Design Patterns for Avionics Control Systems (1994) - andrewvc
http://gee.cs.oswego.edu/dl/acs/acs/acs.html?1

======
andrewvc
Interestingly, one finds 'reactive' programming in such old systems. What's
old is new again!

 _" From a structural perspective, an ACS may be seen as an instance of a
Model-View-Controller (MVC) design[7]. An ACS maintains a ``reactive'' model
of the world that is controlled via updates in response to new data sources"_

------
HeyLaughingBoy
It's interesting that the GoF Design Patterns book was already out at this
time. I didn't know it was that old. In 1994 I had only a vague idea of what
OO design was. I was still mostly designing hardware and in my area of
software (embedded systems), there were still lots of arguments over whether C
should be used instead of the various Assembly languages!

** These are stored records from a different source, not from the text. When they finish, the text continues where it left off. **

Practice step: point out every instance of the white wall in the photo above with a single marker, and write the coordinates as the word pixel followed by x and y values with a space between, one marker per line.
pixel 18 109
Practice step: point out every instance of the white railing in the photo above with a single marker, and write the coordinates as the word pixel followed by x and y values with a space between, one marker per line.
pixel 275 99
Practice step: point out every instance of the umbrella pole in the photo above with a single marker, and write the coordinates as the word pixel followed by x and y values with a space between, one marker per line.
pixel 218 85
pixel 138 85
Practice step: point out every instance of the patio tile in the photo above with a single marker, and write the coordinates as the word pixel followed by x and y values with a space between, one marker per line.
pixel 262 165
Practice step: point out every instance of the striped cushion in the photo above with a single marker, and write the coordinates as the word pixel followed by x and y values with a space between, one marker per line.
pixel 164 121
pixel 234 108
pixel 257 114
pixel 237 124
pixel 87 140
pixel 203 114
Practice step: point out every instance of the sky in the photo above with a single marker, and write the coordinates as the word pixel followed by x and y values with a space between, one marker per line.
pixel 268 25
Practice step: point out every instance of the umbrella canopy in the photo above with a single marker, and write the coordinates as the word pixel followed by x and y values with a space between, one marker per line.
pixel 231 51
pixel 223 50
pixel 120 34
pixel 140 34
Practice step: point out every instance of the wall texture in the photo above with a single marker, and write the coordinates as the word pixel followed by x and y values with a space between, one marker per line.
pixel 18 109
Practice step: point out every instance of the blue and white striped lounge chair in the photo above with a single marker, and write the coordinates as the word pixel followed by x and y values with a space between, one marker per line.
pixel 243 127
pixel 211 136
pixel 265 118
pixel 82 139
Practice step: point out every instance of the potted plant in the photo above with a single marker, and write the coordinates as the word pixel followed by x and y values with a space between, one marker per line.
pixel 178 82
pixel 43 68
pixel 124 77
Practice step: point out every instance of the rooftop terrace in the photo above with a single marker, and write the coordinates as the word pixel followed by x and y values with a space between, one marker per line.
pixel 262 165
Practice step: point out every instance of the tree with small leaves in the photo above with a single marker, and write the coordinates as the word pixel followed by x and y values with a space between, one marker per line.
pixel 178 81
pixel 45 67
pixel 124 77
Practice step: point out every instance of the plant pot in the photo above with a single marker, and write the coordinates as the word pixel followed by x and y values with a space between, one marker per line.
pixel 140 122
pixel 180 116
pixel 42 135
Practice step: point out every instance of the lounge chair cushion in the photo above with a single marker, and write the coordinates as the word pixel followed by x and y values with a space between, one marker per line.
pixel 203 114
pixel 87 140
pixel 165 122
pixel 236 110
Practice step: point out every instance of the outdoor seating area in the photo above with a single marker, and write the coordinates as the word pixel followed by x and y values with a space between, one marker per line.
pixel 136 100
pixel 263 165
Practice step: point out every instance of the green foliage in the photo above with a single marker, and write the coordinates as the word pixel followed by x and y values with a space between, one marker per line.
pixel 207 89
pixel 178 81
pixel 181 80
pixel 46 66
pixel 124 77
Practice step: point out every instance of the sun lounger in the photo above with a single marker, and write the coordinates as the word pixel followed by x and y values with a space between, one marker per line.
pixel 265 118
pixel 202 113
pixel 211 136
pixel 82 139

After having to implement 16-bit long division in assembly on a processor that
only had a single 8-bit accumulator I vowed to never again use a CPU that
didn't support C very well. One painful experience was enough to cause me to
switch.

That MVC was in use for this isn't surprising: by early 1998 I was seeing it
being strongly advocated for embedded systems user interfaces.

------
andrewvc
I should also add that this is written by Doug Lea, the same guy behind a lot
of java.util.concurrent.